En cualquier gobierno democrático el presidente
se comunica con los ciudadanos a través de los medios de comunicación que le
plantean preguntas que transmiten las inquietudes de la gente. En este caso
existe un dilema insoluble: Castillo no puede contestar las interrogantes más
elementales y tampoco puede permanecer siempre en silencio, realizando de
cuando en cuando demagógicas arengas de plazuela o balbuceando incoherencias
cuando lee -con errores- discursos que le han preparado.
Del Rincón puso el dedo en la llaga cuando
preguntó, por ejemplo, sobre los desastrosos nombramientos que ha hecho -y
sigue haciendo- Castillo desde el primer día. No pudo contestar porque nombro
ministros a sujetos vinculados a Sendero Luminoso como Iber Maraví o Guido
Bellido, o al antiguo terrorista Héctor Béjar. Tampoco dijo porque salieron del
gobierno.
El asunto es que nunca pudo justificar
esas designaciones, jamás explicó a los ciudadanos porque los nombró y tampoco nunca
aclaró porque los expectoraron. Esa es una constante en el desempeño de
Castillo, no solo para los nombramientos y ceses, sino para absolutamente todas
las acciones que ha realizado el gobierno. No es capaz de explicar por qué
aumenta la deuda pública, por qué permiten que bloqueen carreteras y cierren minas,
porque quieren declarar el estado de emergencia para -supuestamente- combatir la
delincuencia (esa pregunta se la hizo un periodista peruano en una
indescriptible conversación y lo que dijo fue un galimatías ininteligible), ni
porque quiere cambiar la Constitución.
Su absoluta ignorancia se evidenció cuando, confrontado
por Del Rincón sobre su intervención en un evento el cual coreaba “mar para
Bolivia”, se negó a ratificar -o rectificar- ese disparate y sostuvo que “el
pueblo decidiría”, su muletilla para tratar de justificar las incontables
sandeces que emite todos los días. Ese sujeto no sabe que hay cosas sobre las
que “el pueblo” no puede decidir, como la integridad territorial. Tampoco se
podría poner a consideración del “pueblo” algo como las leyes de Núremberg que
los nazis aprobaron en 1935 para perseguir a los judíos. Es incapaz de entender
algo tan elemental, que toda persona que aspira al cargo político más modesto
debe saber.
Mintió cuando se negó a responder las preguntas
sobre Venezuela. En los hechos ha cambiado la política exterior peruana
designando un embajador en Venezuela y recibiendo al de Nicolás Maduro. Pero
fue tan cobarde que no lo admitió explícitamente.

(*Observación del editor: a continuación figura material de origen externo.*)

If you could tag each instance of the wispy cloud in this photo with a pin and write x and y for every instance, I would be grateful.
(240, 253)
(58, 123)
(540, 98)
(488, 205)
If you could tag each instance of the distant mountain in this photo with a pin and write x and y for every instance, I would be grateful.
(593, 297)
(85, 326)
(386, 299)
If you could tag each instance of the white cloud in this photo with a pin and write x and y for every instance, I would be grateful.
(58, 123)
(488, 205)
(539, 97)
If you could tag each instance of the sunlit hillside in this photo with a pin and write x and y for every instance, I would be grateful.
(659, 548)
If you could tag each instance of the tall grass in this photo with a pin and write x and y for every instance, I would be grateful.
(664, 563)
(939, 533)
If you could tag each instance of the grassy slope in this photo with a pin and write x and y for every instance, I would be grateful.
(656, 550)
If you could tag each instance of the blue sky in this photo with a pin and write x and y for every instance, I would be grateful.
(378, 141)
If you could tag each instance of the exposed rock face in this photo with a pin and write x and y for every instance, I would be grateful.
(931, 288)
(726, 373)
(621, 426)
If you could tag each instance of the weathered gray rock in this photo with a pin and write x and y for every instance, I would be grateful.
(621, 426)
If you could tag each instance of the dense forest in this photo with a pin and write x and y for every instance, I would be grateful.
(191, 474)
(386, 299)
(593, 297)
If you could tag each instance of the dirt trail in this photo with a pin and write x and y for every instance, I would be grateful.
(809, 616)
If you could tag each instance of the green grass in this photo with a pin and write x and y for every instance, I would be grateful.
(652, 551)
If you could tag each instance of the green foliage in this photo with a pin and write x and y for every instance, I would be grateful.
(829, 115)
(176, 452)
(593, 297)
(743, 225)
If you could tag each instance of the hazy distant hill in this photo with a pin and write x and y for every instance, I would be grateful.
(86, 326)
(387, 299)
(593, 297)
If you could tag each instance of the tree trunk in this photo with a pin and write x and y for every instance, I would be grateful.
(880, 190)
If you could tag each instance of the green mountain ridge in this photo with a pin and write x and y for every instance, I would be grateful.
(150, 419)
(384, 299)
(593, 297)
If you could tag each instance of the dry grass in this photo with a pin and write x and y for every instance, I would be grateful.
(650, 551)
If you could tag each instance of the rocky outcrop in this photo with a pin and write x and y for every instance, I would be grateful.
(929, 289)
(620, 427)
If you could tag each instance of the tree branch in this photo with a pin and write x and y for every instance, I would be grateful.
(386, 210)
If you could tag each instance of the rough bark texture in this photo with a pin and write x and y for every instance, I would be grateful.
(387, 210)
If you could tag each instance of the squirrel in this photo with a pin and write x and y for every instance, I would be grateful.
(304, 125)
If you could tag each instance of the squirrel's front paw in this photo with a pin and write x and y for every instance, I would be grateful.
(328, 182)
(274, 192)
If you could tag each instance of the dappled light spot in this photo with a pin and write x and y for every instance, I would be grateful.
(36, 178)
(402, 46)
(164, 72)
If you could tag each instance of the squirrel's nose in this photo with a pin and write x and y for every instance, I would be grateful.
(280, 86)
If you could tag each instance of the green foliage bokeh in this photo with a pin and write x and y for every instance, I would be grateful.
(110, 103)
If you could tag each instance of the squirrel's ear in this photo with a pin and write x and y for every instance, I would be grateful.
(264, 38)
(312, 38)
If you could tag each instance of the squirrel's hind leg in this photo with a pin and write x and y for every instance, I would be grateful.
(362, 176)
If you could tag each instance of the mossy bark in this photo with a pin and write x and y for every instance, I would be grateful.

No puede explicar nunca nada coherentemente por
una combinación de las tres I aludidas en el título de este artículo: es un
ignorante, inepto e incapaz. No se trata de insultos ni de adjetivaciones
gratuitas sino de descripciones exactas de las características del individuo
que ocupa Palacio.
Ignorante: Que ignora o desconoce algo.
Que carece de cultura o conocimientos.
Inepto: No apto ni a propósito para algo.
Necio o incapaz.
Incapaz: Que no tiene capacidad o aptitud para algo.
Falto de talento.
A lo cual hay que sumar la C de
corrupción. No solo ha nombrado a
funcionarios involucrados en casos de corrupción sino que él mismo esta
implicado directamente en varios hechos aparentemente delictivos, como la relación
con Karelim López y el contrato millonario de una empresa constructora que
asesoraba o los oscuros negocios de Petroperú. En estos casos se contradijo y
no pudo aclarar ninguna de las imputaciones.
En suma, comprobadamente ignorante,
inepto e incapaz, presuntamente corrupto (tampoco hay que olvidar que llegó al
gobierno como miembro de y financiado por un partido que la fiscalía define
como organización criminal, los dinámicos del centro) y definitivamente relacionado
con Sendero Luminoso como lo demuestran las investigaciones de la Dircote desde
2017, y los nombramientos de ministros y prefectos vinculados a ese grupo.
No hay duda que la única alternativa
para evitar el descalabro del Perú es vacar a ese individuo y a su gavilla.